Nityānanda had all the devotees bless Raghunātha, who in return worshiped their lotus feet. After taking leave of Nityānanda Prabhu and all the Vaiṣṇavas, Raghunātha dāsa met with Rāghava Paṇḍita in private and discussed the proper way of giving a donation to Nitāi and all the Vaiṣṇavas. One hundred coins and a fair amount of gold was given to Nitāi’s sevaka, and Raghunātha dāsa requested him to inform the Lord only after he returned home.

Rāghava Paṇḍita took Raghunātha dāsa to his home for darśana of the Deity and gave him a garland, sandalwood paste, and lots of prasāda for his journey. Raghunātha dāsa gave a hundred coins and some gold to Rāghava Paṇḍita for vaiṣṇava-sevā, saying, “All of Nitāi’s associates, servants, and assistants are worshipful to me. Please distribute the money to them.”

Raghunātha dāsa drew up an account of the sum to be donated to the devotees and gave it to Rāghava Paṇḍita, who then made a list of the different devotees, showing how much they were to receive.

Taking the dust from the feet of Rāghava Paṇḍita, Raghunātha dāsa returned home, feeling successful having received Nitāi’s mercy.

This pastime teaches an important lesson. Many people think, “Raghunātha dāsa Gosvāmī followed strong renunciation and ate rotten leftovers, and Rūpa and Sanātana took only some dry chickpeas, therefore we must also follow this type of renunciation. What is the need to make such elaborate preparations for Ṭhākurajī and the devotees? It is an over-endeavor to arrange such festivals.”

But we see in Mahāprabhu’s pastimes, as explained by Śrīla Kṛṣṇadāsa Kavirāja Gosvāmī in the Caitanya-caritāmṛta, how the devotees prepared 365 preparations for the Lord’s pleasure and observed festivals and feasts on days like Annakūṭa, Rāthā-yātrā, Snāna-yātrā, Candana-yātrā, Jhulan-yātrā, Vyāsa-pūjā, and this Cīḍā-dahī-mahotsava. In scriptures like Śrī Caitanya-Bhāgavata is written how Mahāprabhu’s bhaktas made so many prepara­tions with so much rasa and speciality.
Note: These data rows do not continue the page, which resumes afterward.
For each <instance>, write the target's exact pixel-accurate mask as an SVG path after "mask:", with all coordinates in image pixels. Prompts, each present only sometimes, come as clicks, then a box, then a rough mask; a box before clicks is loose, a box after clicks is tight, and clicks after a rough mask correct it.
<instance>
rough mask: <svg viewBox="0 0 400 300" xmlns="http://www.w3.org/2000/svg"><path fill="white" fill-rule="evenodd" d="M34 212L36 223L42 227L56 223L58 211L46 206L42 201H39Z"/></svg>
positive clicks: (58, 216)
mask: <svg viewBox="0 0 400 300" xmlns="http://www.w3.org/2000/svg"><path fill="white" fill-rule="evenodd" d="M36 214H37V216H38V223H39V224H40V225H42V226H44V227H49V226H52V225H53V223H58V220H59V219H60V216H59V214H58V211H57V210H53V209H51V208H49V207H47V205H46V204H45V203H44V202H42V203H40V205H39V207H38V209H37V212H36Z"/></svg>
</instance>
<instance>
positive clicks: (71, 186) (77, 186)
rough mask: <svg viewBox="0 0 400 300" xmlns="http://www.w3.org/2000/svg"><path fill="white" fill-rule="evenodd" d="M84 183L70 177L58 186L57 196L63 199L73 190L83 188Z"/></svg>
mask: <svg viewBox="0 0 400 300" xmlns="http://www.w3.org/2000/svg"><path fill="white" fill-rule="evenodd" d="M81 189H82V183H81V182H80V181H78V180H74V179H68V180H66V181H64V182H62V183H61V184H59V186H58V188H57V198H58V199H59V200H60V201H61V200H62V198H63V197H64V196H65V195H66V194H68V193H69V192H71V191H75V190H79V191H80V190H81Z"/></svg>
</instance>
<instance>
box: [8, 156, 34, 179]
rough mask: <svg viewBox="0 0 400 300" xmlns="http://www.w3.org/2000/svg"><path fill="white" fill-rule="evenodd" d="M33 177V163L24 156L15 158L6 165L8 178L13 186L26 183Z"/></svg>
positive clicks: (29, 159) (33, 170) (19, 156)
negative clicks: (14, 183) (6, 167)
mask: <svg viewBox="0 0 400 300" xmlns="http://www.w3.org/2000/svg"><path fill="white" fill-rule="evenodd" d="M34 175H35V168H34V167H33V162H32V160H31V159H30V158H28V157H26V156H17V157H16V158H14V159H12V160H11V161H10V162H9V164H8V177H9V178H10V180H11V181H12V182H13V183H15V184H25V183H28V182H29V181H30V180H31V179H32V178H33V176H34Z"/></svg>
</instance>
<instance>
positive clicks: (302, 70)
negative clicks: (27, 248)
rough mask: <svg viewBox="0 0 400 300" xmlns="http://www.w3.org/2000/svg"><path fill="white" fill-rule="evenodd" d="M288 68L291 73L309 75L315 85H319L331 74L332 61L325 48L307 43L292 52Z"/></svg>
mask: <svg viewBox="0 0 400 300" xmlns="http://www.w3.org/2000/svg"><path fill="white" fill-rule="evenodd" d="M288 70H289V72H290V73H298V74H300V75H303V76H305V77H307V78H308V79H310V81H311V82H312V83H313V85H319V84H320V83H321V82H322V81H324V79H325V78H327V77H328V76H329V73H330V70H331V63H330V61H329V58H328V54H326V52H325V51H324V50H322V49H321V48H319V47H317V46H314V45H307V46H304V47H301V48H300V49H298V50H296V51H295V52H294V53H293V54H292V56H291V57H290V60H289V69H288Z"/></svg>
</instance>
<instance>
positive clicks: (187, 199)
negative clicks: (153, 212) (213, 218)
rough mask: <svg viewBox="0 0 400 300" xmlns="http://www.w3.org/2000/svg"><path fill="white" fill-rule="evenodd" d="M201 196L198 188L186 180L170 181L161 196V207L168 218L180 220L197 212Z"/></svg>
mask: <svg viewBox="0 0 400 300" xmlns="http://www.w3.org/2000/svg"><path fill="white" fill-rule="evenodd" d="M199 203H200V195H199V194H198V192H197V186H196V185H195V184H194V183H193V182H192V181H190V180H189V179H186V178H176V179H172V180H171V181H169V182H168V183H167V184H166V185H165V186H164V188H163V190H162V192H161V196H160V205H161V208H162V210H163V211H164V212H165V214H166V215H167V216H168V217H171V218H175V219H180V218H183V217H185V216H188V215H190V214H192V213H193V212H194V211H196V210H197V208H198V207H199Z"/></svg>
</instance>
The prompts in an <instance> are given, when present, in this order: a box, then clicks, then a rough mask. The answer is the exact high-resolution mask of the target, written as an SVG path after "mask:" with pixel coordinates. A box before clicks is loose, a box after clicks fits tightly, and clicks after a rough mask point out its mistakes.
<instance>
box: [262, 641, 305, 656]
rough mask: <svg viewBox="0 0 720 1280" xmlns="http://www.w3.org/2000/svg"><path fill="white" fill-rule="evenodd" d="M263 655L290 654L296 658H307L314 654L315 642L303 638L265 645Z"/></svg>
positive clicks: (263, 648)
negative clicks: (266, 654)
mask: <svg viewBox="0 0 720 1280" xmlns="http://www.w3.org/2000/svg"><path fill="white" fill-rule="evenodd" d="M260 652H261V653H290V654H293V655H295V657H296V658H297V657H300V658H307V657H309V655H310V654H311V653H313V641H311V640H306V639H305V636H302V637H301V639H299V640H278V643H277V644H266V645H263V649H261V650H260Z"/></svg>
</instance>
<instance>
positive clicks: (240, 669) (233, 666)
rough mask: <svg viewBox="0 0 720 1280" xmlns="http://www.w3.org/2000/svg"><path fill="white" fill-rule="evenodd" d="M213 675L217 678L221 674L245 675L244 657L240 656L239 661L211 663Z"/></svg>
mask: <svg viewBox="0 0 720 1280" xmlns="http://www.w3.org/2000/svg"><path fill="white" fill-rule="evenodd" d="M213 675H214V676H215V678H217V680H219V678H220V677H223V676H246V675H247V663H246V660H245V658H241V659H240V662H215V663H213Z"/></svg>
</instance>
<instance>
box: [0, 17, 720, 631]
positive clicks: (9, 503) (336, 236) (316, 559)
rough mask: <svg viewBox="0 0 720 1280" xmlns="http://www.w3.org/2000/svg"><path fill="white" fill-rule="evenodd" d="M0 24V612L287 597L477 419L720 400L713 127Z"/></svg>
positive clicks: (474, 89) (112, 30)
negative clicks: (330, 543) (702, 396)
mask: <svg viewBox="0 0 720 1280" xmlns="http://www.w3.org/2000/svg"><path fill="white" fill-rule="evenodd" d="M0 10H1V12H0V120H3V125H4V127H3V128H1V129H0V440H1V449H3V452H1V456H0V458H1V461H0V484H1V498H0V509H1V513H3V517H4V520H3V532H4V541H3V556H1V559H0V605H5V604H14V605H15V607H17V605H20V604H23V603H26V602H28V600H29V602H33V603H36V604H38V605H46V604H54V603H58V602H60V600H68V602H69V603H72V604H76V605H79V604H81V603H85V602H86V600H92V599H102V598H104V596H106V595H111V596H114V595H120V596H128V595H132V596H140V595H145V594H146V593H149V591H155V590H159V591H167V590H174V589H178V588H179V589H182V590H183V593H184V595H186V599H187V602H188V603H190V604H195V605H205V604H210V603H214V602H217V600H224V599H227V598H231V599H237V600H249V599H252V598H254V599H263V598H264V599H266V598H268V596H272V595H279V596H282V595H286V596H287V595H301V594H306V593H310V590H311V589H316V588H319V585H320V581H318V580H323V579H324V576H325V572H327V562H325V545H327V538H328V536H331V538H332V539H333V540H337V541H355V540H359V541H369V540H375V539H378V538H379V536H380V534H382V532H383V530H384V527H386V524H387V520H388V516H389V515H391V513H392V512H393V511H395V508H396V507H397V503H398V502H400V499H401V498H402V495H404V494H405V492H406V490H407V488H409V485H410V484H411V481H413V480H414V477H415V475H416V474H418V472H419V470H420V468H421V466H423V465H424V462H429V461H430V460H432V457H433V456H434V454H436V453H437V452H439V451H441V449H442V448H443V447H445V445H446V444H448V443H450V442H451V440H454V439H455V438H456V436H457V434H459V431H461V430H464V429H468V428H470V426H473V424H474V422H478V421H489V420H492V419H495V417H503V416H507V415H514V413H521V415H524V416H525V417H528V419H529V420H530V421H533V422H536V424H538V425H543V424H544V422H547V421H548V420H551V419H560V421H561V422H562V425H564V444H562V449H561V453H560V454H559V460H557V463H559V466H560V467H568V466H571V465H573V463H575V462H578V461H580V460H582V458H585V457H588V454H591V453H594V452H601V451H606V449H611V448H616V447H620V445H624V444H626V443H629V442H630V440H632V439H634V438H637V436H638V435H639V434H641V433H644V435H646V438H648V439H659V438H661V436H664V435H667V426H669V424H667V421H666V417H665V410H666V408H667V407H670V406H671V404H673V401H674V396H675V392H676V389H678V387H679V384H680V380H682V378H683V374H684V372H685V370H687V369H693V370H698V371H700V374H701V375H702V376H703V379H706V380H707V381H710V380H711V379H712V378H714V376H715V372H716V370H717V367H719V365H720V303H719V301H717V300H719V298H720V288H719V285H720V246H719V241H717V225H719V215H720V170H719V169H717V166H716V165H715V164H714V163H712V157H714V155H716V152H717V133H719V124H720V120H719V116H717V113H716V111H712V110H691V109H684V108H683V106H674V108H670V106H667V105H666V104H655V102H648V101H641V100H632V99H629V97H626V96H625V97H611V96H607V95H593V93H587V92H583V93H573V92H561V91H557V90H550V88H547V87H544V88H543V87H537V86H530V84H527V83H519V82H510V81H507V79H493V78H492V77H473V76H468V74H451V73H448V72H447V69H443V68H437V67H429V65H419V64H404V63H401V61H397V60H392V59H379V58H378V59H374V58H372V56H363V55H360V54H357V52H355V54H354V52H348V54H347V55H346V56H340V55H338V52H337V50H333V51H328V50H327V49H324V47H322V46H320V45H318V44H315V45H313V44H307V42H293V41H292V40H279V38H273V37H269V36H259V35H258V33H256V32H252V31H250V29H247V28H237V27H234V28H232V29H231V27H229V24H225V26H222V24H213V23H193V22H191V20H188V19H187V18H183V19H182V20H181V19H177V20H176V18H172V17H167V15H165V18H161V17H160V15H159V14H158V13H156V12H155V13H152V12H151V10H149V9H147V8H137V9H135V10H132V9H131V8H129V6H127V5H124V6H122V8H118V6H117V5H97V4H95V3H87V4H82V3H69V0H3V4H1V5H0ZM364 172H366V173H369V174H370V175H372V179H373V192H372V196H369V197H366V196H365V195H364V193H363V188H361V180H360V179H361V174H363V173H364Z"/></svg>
The prasāda distributed during the Dahī-ciḍā-mahotsava was done both under guidance and by the desire of Nityānanda Prabhu. We should always act under the authority and desire of Guru-pāda-padma. Endeavor to do everything according to his desire. Then you will be protected from the fault of mundane vision or intelligence, and you will become connected to the transcendental truth. If we do something by our own desire and endeavor it will lead to an undesirable outcome. When we do a festival without guidance of Guru and Vaiṣṇavas, many obstacles will come and cause disturbance.

In the pastime of the Dahī-ciḍā-mahotsava, the result of Nityānanda Prabhu’s mercy is seen. After Raghunātha dāsa Gosvāmī distributed this prasāda to everyone, he received Nityānanda Prabhu’s mercy in the form of his remnants, which he honored and shared with others with great love.

Nityānanda Prabhu filled everyone with rasa. As mentioned earlier, there is ghṛta-sneha and mādhu-sneha. By great tolerance and sweetness, you can attract a person and connect him to God. If there is no ghṛta-sneha, or tolerance, you cannot keep anyone with you. And without mādhu-sneha, or sweetness, no one will be attracted. You will not be able to bind anyone to you with affection without ghṛta-sneha and mādhu-sneha. Therefore Nityānanda Prabhu distributed both of these in the form of prasāda. This is one part of the meaning of the Dahī-ciḍā-mahotsava.